Osmanlı kimliği altı yüzyıl boyunca saray ve çevresi tarafından, fetih siyaseti ile olduğu kadar din yolu ile de dayatılmıştır. Sultanın tebaası etnik kökeni veya ne dini olursa olsun Osmanlı’ydı; öyle ki Türkler Müslüman sıfatıyla, yani ümmetin bir üyesi olarak neredeyse azınlıktayken, gayrimüslim haklar, Hıristiyanlar ve Yahudiler, Panosmanlı altında Millet statüsünden yararlanıyorlardı. Bazı dönemlerde ise Türkler İmparatorluğun üvey evlatları statüsünde olmuştur. Yine 1277’den beri Anadolu’daki beylerin Osmanlılar da dahil resmi dili Türkçe olduğu halde, 1453’te İstanbul’un fethinden sonra Arapça ile Farsça’nın bir karışımı olan Osmanlıca kendini dayatmıştır. Osmancılık siyaseti XIX. yüzyılın ikinci yarısına doğru daha büyük bir enerji ile yeniden ileri sürüldü. Tanzimat paşaları tarafından tasarlanan ve sultan tarafından onaylanan bu siyaset, bütün din, dil ve mezhep farklılıklarının üstünde olmayı arzuluyor ve imparatorluğun tabiiyetindekileri, yeni bir siyasal kimlik altında birleştirmeyi hedefliyordu.

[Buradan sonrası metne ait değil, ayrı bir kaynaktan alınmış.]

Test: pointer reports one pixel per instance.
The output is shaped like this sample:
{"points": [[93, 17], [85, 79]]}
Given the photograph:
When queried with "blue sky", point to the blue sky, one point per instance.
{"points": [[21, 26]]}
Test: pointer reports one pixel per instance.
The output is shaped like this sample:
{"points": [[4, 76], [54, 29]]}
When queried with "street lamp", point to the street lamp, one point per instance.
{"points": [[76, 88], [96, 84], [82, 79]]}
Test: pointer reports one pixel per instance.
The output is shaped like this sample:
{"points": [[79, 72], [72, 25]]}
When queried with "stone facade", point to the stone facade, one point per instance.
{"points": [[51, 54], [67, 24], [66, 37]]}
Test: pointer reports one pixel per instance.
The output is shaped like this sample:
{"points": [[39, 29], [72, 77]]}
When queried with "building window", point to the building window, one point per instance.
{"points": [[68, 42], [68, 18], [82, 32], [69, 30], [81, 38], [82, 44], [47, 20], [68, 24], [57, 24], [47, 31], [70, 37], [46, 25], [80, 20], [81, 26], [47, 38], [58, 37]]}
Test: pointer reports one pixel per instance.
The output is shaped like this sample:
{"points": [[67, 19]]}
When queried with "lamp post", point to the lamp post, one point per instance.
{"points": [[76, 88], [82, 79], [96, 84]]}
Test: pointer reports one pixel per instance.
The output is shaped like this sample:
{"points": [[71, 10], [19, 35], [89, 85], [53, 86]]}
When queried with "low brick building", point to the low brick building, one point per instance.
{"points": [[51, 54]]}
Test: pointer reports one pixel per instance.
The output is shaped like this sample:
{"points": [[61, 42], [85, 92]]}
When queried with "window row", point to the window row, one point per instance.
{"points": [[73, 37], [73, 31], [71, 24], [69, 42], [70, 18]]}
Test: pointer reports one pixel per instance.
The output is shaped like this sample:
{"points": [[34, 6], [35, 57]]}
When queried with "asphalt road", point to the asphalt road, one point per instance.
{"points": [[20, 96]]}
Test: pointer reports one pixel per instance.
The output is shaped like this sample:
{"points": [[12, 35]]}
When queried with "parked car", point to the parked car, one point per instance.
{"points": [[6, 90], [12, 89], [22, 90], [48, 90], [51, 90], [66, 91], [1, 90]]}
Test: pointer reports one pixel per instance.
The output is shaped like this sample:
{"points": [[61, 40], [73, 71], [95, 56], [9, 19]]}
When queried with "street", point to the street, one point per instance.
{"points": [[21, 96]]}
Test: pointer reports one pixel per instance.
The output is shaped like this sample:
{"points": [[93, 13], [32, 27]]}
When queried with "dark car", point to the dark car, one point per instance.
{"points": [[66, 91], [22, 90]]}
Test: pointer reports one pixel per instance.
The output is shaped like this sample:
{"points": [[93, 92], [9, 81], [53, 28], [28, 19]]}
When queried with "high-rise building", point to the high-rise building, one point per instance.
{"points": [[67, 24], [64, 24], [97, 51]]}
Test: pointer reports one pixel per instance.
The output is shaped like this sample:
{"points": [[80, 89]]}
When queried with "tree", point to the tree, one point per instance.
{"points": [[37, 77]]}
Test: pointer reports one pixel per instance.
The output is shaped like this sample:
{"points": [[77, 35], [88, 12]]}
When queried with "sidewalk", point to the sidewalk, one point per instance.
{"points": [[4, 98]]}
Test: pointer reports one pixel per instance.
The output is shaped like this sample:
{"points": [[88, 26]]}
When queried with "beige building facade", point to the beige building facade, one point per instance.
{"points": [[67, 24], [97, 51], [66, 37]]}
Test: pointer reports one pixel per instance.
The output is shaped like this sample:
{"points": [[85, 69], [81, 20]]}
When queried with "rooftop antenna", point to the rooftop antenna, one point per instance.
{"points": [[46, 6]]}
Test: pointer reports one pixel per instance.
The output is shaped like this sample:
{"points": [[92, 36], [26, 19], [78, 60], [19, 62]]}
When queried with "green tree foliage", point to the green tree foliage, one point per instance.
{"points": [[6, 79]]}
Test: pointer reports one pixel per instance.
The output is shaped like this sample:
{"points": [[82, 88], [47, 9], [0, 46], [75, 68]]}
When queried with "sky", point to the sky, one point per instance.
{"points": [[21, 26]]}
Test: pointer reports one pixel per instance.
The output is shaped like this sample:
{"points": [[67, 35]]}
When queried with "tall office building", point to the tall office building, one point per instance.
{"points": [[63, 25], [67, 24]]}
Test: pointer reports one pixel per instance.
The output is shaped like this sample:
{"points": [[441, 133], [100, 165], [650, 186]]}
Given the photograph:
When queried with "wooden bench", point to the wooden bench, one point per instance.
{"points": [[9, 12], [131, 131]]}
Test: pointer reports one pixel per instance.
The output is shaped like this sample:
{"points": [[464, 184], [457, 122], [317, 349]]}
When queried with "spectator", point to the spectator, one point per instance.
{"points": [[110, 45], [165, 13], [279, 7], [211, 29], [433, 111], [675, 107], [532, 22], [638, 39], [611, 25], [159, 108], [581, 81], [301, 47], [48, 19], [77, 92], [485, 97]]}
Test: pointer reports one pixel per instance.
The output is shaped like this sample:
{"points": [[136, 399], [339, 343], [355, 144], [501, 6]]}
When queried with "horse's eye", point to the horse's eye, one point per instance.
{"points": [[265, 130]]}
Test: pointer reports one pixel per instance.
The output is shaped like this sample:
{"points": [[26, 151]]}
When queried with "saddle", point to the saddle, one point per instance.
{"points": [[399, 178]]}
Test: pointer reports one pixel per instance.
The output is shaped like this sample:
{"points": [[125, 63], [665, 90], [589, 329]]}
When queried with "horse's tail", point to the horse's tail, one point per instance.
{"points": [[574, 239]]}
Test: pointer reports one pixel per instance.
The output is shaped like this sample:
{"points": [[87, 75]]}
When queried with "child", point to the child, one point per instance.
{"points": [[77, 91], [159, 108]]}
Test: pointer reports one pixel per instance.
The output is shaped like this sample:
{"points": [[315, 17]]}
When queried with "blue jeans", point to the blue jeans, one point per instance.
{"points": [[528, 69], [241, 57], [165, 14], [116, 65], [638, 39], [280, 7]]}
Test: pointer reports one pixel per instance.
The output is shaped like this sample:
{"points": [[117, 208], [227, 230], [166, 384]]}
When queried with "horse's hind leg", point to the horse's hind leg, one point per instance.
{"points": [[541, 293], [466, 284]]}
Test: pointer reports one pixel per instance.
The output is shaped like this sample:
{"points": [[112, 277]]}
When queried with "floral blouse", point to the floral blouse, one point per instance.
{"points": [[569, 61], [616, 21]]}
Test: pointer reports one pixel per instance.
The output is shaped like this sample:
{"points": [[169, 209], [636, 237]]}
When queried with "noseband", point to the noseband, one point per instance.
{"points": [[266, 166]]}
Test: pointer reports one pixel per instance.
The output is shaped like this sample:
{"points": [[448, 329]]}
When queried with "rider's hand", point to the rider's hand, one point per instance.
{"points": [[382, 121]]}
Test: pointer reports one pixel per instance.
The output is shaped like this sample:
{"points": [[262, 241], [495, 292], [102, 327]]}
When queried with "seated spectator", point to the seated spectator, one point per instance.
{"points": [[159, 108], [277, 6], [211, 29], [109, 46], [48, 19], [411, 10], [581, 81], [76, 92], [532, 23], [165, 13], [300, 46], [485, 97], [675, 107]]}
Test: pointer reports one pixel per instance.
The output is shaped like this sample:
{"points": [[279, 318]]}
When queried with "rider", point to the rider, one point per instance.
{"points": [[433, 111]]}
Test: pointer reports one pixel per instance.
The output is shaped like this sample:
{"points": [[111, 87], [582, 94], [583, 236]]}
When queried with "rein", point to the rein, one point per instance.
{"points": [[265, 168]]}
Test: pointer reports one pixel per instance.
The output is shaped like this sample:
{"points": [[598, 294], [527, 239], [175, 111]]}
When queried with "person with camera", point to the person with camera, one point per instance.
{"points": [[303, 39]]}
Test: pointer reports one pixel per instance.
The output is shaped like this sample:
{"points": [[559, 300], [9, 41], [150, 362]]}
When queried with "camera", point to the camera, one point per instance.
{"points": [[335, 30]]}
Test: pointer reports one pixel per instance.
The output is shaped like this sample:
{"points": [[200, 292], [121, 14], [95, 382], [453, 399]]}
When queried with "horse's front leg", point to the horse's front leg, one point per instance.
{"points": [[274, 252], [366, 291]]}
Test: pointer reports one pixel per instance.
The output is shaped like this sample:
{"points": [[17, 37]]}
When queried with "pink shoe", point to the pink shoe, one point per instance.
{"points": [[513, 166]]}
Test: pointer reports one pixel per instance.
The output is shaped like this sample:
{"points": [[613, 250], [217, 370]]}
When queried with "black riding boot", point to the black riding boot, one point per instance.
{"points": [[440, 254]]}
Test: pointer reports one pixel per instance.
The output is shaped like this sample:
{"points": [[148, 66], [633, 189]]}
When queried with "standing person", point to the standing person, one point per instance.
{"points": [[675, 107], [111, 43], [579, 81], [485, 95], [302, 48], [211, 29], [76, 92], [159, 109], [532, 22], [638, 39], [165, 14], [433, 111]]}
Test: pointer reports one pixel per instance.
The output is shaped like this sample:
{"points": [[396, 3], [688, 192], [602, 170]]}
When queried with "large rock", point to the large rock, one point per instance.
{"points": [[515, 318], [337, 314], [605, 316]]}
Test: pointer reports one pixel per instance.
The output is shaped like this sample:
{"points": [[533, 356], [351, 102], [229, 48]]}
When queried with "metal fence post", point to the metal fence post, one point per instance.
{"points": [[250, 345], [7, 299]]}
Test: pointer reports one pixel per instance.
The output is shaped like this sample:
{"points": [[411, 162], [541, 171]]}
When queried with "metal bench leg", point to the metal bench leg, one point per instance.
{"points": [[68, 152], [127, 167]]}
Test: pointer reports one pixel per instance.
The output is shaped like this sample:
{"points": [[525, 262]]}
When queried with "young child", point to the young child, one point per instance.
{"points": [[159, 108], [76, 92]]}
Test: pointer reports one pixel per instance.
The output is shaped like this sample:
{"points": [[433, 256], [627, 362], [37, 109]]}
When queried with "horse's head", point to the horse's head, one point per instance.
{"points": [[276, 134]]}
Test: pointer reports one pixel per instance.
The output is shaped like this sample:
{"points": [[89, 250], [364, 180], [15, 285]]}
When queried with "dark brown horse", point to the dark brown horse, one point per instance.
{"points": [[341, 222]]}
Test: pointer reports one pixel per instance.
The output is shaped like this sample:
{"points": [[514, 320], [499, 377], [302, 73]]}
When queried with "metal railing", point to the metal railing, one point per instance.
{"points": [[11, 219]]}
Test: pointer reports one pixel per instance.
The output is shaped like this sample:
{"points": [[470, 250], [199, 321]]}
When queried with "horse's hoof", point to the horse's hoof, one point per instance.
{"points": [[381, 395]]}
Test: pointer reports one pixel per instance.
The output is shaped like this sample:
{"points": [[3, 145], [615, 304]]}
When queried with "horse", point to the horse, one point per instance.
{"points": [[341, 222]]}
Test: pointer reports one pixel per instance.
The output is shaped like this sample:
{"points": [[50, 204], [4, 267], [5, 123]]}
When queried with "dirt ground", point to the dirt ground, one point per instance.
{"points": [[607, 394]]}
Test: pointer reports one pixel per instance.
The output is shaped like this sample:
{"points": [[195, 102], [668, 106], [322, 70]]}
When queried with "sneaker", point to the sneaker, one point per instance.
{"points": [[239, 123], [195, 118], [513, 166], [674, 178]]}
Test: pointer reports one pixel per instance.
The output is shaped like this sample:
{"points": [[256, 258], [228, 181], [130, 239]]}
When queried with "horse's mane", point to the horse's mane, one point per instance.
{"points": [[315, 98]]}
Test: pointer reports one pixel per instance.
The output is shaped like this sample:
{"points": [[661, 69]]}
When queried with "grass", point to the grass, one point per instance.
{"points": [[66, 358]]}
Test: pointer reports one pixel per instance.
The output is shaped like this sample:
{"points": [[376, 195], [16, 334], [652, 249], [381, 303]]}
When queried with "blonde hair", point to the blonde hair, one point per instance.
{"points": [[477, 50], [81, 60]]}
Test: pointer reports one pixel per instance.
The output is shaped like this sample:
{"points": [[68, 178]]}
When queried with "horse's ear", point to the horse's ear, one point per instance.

Avrupa devletleri bile Osmanlı Devleti’ni Türk İmparatorluğu olarak nitelerken, içerde XIX. yüzyılın sonuna kadar Osmanlı ülkesinde Türklerin tarihi ya da Türk dili hakkında derinlemesine bir incelemenin yapılmamış olması oldukça ilginçtir. Bu bağlamda Türk Halkı’ndan bahsetme cesaretini ilk gösteren, 1860’da Ali Suavi olmuştur. O sıralarda Ali Suavi de diğer yeni Osmanlılar gibi Fransa’da sürgünde bulunuyor ve burada Ulûm adlı gazete yayımlıyordu. 1863’te ünlü Ahmet Vefik Paşa, Abdulgani Bahadır Han’ın Türkleri soyağacı hakkında bir çalışmasını (Evsal-i Secere-i Türk) bastırmıştır. Süleyman Hüsnü Paşa ise 1876’da ilk Türk dilbilgisi kitabını (İlm-i Sarf-i Türki) kaleme almıştır. İlk Meşrutiyet döneminde 1876 tarihli ilk anayasada bile resmi dilin Türkçe olduğu ancak 18. maddede ilan edilmiş ve Türkçe bilgisi kamu hizmetine kabul edilmenin koşulu olarak konmuştur. Son olarak, Şemsettin Sami’nin Türkçe sözlüğü Kamus’üt-Türkî ise ancak 1899’da çıkmıştır.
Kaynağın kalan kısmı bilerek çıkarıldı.